Wielerploeg Astana heeft op één dag twee renners zien afhaken in de Tour de France. Kopman Jakob Fuglsang kwam in de zestiende etappe ten val en moest direct opgeven. Zijn ploeggenoot Luis León Sánchez haalde de finish in Nîmes wel, maar hij besloot enkele uren later de ronde te verlaten vanwege rugklachten.
"Onderzoek heeft aangetoond dat mijn rug alleen met rust kan herstellen", zei de 35-jarige Spanjaard, die in het algemeen klassement de 76e plek innam. "Mijn doel was om Jakob nog twee dagen te helpen.
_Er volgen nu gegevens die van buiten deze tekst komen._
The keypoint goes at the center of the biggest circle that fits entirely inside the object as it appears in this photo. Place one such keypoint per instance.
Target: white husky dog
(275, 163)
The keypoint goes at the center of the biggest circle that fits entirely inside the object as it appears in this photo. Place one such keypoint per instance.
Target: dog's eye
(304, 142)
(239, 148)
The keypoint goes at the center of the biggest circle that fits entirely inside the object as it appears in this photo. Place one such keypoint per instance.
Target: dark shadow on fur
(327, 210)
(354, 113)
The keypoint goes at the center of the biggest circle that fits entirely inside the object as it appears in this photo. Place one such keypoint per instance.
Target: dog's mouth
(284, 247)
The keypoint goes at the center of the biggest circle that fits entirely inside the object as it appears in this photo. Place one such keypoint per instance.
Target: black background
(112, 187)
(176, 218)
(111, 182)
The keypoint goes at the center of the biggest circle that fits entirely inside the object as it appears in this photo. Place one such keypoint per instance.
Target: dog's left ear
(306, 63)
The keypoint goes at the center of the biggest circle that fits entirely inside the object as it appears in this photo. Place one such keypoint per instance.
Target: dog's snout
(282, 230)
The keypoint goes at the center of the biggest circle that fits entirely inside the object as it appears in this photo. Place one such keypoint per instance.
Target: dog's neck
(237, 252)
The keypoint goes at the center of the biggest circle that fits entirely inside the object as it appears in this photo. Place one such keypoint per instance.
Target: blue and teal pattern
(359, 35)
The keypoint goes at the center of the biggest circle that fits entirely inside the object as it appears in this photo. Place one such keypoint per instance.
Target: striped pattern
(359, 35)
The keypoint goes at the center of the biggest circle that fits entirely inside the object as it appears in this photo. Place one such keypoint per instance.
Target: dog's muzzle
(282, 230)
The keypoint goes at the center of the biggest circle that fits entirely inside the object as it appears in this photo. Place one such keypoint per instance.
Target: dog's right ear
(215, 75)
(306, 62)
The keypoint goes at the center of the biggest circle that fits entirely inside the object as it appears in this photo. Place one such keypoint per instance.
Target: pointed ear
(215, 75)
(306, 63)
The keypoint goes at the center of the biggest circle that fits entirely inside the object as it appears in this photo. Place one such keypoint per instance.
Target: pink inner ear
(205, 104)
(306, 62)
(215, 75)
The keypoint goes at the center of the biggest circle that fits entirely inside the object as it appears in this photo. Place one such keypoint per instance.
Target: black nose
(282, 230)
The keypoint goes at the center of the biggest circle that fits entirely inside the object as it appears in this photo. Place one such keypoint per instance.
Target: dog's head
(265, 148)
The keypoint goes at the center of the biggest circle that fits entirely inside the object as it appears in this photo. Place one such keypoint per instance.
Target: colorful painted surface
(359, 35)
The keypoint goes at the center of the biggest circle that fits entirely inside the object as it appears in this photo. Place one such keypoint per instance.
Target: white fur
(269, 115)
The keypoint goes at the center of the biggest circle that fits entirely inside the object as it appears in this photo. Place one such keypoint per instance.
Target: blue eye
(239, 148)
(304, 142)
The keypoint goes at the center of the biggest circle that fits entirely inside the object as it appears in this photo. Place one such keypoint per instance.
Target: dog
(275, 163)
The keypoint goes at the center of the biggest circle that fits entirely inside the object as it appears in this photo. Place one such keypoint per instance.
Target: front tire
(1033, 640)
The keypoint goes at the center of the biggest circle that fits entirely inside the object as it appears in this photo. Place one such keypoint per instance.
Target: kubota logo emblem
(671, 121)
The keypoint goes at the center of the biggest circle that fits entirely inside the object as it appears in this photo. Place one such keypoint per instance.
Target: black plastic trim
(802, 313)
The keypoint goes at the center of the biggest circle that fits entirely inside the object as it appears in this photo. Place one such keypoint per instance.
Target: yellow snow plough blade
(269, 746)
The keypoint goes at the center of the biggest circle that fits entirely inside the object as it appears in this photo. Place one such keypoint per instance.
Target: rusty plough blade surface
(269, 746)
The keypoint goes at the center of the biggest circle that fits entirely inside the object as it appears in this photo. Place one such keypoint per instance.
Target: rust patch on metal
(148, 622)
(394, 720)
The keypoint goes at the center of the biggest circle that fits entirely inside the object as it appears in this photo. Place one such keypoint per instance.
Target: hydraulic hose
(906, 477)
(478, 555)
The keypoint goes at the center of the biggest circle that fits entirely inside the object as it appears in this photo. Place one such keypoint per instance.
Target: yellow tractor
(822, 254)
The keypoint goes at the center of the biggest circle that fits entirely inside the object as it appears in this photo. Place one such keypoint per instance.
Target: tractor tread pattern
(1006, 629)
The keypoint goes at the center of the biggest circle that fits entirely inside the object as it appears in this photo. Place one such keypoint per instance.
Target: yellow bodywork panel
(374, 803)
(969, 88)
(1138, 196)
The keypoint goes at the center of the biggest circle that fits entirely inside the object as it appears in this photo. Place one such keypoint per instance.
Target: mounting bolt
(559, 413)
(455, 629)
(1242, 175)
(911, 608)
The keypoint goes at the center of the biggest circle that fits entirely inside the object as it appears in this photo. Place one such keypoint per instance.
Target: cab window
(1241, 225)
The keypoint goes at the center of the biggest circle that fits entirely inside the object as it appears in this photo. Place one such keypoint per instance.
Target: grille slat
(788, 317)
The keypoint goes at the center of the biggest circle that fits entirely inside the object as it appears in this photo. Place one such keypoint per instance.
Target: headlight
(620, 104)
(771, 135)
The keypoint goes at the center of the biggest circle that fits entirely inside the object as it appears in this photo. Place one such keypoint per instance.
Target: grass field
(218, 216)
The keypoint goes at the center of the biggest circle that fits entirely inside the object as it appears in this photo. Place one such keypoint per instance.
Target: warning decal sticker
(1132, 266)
Maar aangezien hij vandaag is uitgevallen, heeft het voor mij ook geen zin om door te gaan. Helaas eindigt het zo."
Fuglsang begon als nummer negen van het klassement aan de slotweek van de Tour. De Deen had 5 minuten en 27 seconden achterstand op geletruidrager Julian Alaphilippe. "Voor me ging iemand onderuit en ik kon hem niet meer ontwijken", aldus Fuglsang, die voorafgaand aan de Tour tot de kanshebbers voor de eindzege werd gerekend. De 34-jarige Deen won dit jaar onder meer Luik-Bastenaken-Luik en het Critérium du Dauphiné. "Mijn hand zwol direct op en ik kon amper op mijn voeten staan. Ik wist gelijk dat mijn Tour voorbij was."
Uit medisch onderzoek kwamen geen botbreuken aan het licht. Fuglsang heeft wel zware kneuzingen op zijn armen en knieën.